Son cifras que obligan a mirar más allá de las variantes convencionales del Serie 3. BMW conserva una gama variada y un excelente equilibrio dinámico, pero igualar las prestaciones del Seal más potente exige subir muchos escalones.

La tecnología no se limita a una pantalla grande

El interior sigue una filosofía diferente a la sobriedad alemana. La pantalla táctil preside el salpicadero, acompañada por instrumentación digital, conectividad, control por voz y numerosos asistentes. La actualización de 2026 incorpora además llave Bluetooth y detección de fatiga.

BYD también ha corregido uno de sus puntos débiles. El maletero trasero crece de 400 a 485 litros y el compartimento delantero alcanza 72, por lo que ahora cumple mejor como coche familiar. La batería integrada en la estructura ayuda a aprovechar el espacio y proporciona una base rígida para la conducción.

El Serie 3 todavía guarda un argumento decisivo

El Seal es rápido, silencioso y estable, pero el BMW continúa destacando por la precisión de la dirección, la naturalidad de sus reacciones y la conexión con el conductor. También cuenta con una red de servicio más consolidada, mayor prestigio de marca y una ergonomía que algunos encontrarán más intuitiva. El BYD, por su parte, es pesado y sus asistentes pueden resultar insistentes.

Su gran ventaja aparece al hablar de precio. La tarifa arranca alrededor de los 41.000 euros y la oferta disponible reduce el acceso hasta unos 36.455 euros, sujeta a financiación, campañas y ayudas.
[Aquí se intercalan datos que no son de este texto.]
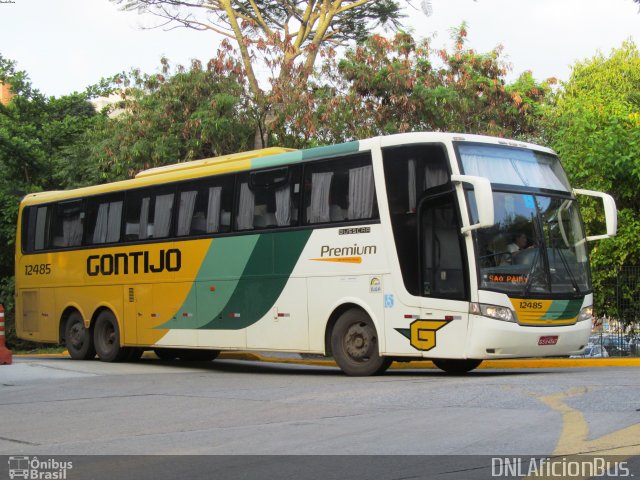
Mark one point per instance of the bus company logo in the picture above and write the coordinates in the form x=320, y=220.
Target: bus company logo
x=351, y=254
x=375, y=285
x=422, y=333
x=36, y=469
x=134, y=262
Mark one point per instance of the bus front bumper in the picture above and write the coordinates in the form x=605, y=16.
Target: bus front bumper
x=489, y=338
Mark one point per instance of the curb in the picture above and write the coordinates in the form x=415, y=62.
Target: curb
x=418, y=364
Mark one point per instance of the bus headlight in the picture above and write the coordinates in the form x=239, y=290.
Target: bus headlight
x=586, y=314
x=493, y=311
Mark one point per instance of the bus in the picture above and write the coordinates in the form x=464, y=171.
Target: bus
x=450, y=247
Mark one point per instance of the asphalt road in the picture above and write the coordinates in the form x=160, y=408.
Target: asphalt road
x=56, y=407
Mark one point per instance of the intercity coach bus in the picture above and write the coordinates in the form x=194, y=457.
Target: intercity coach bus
x=449, y=247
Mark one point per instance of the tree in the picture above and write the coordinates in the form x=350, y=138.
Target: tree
x=594, y=125
x=35, y=135
x=176, y=115
x=394, y=85
x=280, y=32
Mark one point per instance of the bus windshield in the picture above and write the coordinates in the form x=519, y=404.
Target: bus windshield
x=537, y=245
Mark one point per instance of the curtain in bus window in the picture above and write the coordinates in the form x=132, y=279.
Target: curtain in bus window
x=213, y=209
x=499, y=170
x=162, y=215
x=511, y=166
x=360, y=193
x=41, y=225
x=72, y=231
x=411, y=184
x=102, y=222
x=283, y=206
x=115, y=220
x=144, y=219
x=320, y=187
x=185, y=212
x=246, y=208
x=539, y=175
x=108, y=223
x=434, y=175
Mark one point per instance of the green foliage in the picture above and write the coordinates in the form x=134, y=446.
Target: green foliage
x=394, y=85
x=594, y=125
x=35, y=135
x=168, y=117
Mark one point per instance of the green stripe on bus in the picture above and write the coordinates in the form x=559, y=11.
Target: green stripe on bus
x=257, y=291
x=225, y=261
x=305, y=155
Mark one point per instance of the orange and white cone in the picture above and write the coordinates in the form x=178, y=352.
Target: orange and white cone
x=6, y=357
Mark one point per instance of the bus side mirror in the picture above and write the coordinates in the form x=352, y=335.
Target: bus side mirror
x=610, y=212
x=484, y=201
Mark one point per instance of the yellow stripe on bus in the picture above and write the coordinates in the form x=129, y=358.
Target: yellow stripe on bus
x=339, y=259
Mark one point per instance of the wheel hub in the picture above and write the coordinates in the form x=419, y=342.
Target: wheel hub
x=359, y=341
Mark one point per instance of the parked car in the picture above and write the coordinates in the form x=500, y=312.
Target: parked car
x=617, y=346
x=593, y=351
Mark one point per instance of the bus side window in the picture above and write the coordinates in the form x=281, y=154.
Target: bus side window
x=205, y=206
x=339, y=190
x=409, y=172
x=67, y=224
x=104, y=219
x=268, y=198
x=35, y=231
x=148, y=214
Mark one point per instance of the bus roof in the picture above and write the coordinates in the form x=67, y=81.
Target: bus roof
x=264, y=158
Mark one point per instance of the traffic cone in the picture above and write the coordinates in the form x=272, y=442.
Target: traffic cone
x=5, y=354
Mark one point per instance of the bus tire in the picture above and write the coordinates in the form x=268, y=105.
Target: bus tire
x=77, y=339
x=455, y=366
x=106, y=338
x=354, y=344
x=189, y=355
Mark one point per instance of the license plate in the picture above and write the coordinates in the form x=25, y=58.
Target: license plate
x=548, y=340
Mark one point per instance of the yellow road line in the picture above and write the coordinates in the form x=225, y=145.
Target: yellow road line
x=487, y=364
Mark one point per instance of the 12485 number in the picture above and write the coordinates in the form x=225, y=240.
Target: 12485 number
x=38, y=269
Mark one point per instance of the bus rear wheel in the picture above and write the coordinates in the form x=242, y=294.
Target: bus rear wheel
x=77, y=339
x=455, y=366
x=354, y=344
x=106, y=338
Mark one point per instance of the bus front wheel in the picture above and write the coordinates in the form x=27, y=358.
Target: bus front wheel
x=455, y=366
x=78, y=339
x=106, y=338
x=354, y=344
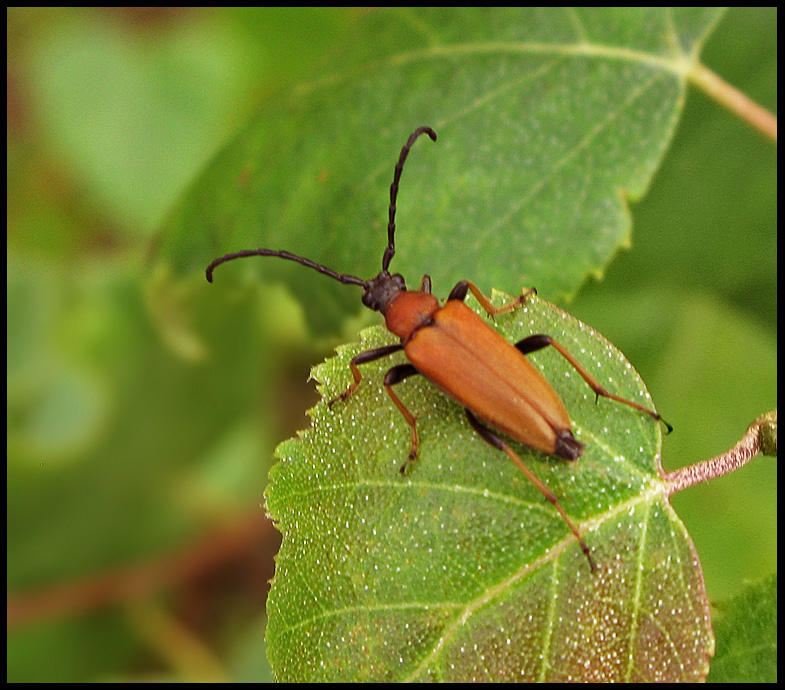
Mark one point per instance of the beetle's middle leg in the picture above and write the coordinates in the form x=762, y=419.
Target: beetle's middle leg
x=461, y=289
x=497, y=442
x=393, y=376
x=539, y=341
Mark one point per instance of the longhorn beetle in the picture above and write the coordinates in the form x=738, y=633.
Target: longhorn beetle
x=465, y=357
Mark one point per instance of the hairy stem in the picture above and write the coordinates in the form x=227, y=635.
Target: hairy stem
x=761, y=437
x=733, y=99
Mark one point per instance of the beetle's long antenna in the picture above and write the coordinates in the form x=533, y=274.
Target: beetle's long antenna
x=390, y=251
x=342, y=277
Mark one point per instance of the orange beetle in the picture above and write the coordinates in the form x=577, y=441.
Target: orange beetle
x=455, y=349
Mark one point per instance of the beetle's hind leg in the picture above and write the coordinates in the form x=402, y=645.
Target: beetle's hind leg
x=539, y=341
x=498, y=442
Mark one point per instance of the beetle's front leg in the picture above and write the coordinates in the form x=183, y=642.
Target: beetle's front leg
x=364, y=358
x=461, y=289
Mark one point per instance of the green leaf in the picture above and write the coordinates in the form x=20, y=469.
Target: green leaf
x=747, y=636
x=462, y=570
x=548, y=119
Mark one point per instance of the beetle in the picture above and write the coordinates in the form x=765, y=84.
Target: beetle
x=463, y=356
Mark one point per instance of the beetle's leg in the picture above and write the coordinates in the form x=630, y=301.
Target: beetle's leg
x=393, y=376
x=461, y=289
x=539, y=341
x=364, y=358
x=497, y=442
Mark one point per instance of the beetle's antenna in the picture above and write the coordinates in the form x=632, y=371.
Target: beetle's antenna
x=390, y=251
x=342, y=277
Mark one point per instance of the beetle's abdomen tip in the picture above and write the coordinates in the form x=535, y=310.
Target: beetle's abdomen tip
x=567, y=446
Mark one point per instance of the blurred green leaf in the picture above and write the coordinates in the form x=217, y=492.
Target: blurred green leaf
x=548, y=119
x=746, y=630
x=462, y=571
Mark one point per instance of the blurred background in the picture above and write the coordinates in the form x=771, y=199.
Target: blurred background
x=137, y=546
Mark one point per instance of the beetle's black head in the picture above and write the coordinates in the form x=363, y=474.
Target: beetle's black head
x=382, y=290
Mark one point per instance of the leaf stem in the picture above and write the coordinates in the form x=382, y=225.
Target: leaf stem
x=760, y=437
x=733, y=99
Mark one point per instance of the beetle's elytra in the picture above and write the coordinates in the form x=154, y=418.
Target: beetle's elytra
x=455, y=349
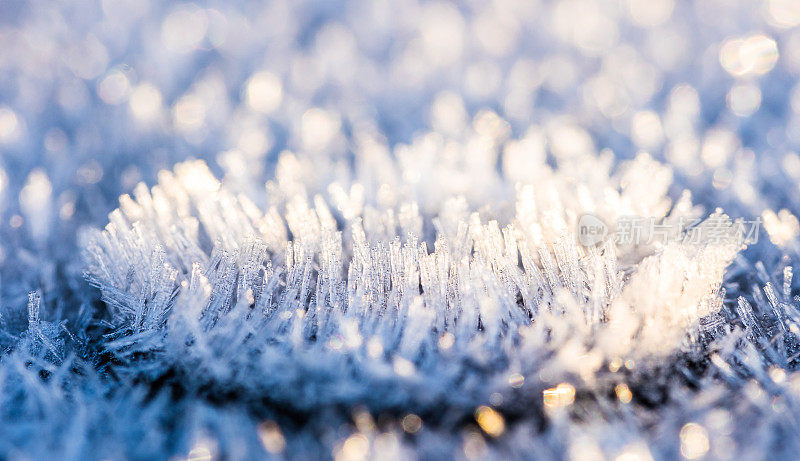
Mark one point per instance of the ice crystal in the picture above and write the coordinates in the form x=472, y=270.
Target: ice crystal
x=515, y=229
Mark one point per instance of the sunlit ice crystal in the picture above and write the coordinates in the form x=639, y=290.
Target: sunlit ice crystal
x=477, y=236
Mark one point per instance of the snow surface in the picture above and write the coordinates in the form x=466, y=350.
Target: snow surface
x=401, y=229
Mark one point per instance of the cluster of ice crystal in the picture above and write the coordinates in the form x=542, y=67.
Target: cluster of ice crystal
x=399, y=229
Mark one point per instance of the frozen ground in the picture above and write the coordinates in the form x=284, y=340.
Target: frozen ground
x=399, y=229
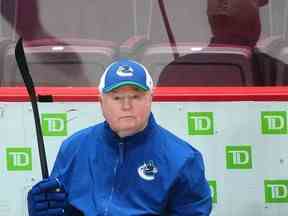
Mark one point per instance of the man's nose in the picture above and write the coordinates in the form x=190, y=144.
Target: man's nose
x=126, y=103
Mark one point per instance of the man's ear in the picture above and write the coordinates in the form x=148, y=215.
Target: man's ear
x=101, y=100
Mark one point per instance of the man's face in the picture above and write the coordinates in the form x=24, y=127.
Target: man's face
x=126, y=109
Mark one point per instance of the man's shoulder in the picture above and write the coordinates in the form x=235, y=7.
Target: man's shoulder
x=80, y=137
x=176, y=147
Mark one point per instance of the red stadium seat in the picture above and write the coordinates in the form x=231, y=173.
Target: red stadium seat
x=200, y=65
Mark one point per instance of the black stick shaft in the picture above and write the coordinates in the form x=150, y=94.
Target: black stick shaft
x=23, y=67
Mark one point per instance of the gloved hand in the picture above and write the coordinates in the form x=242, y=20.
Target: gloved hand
x=47, y=198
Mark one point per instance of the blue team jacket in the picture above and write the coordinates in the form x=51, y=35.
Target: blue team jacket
x=139, y=175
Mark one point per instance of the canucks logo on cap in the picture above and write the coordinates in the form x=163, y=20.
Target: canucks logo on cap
x=148, y=171
x=124, y=71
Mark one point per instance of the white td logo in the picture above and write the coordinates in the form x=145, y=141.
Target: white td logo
x=238, y=157
x=54, y=124
x=19, y=159
x=276, y=191
x=274, y=122
x=200, y=123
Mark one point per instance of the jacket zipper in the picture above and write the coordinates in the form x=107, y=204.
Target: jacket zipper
x=119, y=161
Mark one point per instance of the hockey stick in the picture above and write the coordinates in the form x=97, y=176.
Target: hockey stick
x=24, y=70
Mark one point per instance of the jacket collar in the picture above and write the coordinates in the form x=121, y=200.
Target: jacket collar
x=112, y=137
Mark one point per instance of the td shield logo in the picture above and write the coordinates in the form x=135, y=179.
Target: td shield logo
x=274, y=122
x=276, y=191
x=19, y=159
x=54, y=124
x=213, y=189
x=200, y=123
x=238, y=157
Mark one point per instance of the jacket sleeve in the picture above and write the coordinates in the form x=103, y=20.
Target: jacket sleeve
x=190, y=195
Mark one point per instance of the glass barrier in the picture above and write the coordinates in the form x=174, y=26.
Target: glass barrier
x=182, y=43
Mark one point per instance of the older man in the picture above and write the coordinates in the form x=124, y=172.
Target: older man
x=127, y=165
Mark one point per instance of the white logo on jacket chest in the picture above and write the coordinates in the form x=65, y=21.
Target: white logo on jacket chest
x=148, y=171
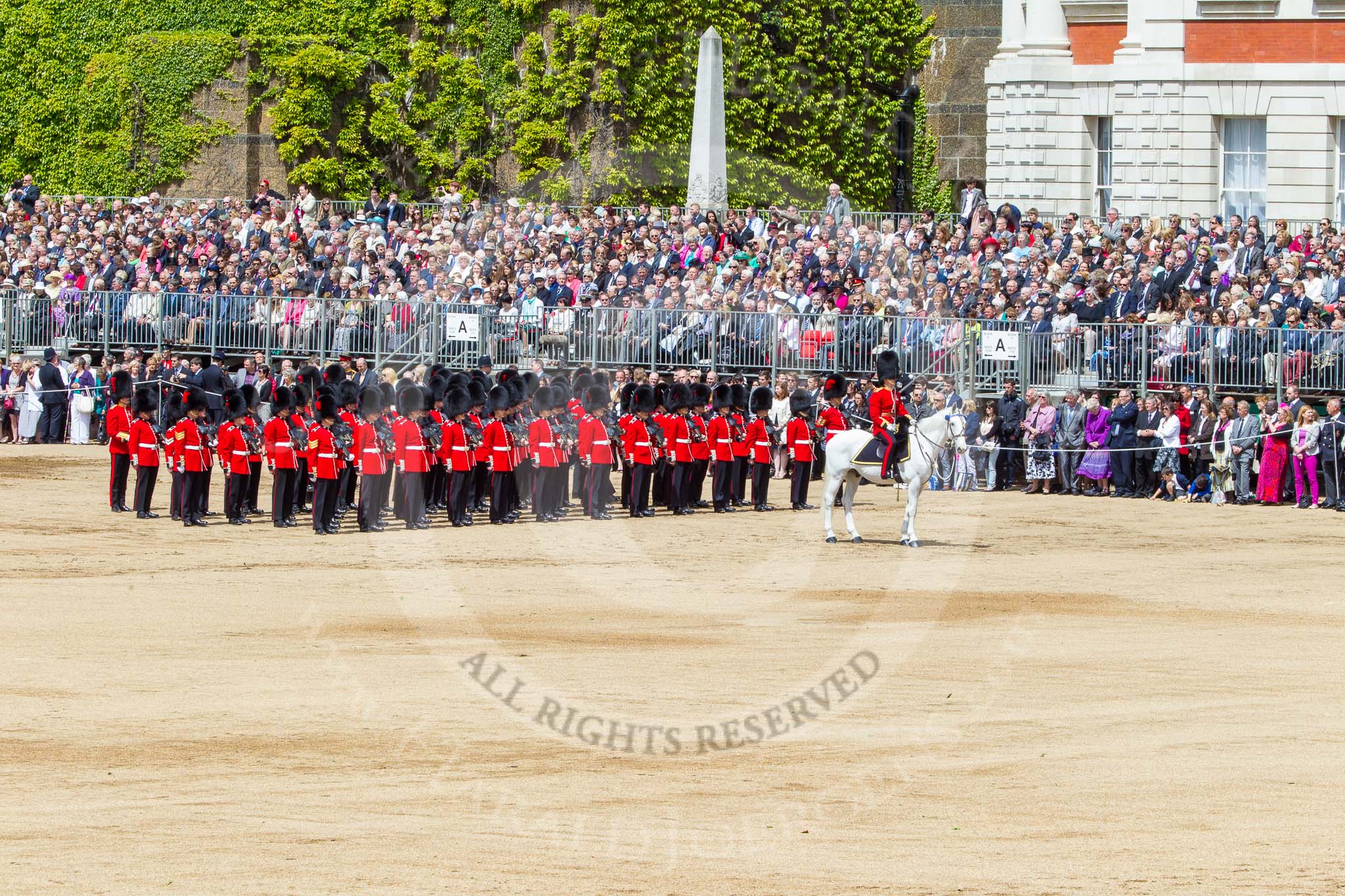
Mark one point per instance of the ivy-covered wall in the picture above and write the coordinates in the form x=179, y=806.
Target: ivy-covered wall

El Serie 3 comienza cerca de los 49.500 euros antes de añadir opciones.

El BYD no necesita derrotar al BMW en su propio terreno. Le basta con ofrecer una berlina atractiva, tecnológica y potente por bastante menos dinero. El Serie 3 sigue siendo la referencia para quien prioriza el tacto de conducción; el Seal es uno de sus rivales más difíciles para quien quiere estrenar el futuro sin renunciar al diseño deportivo.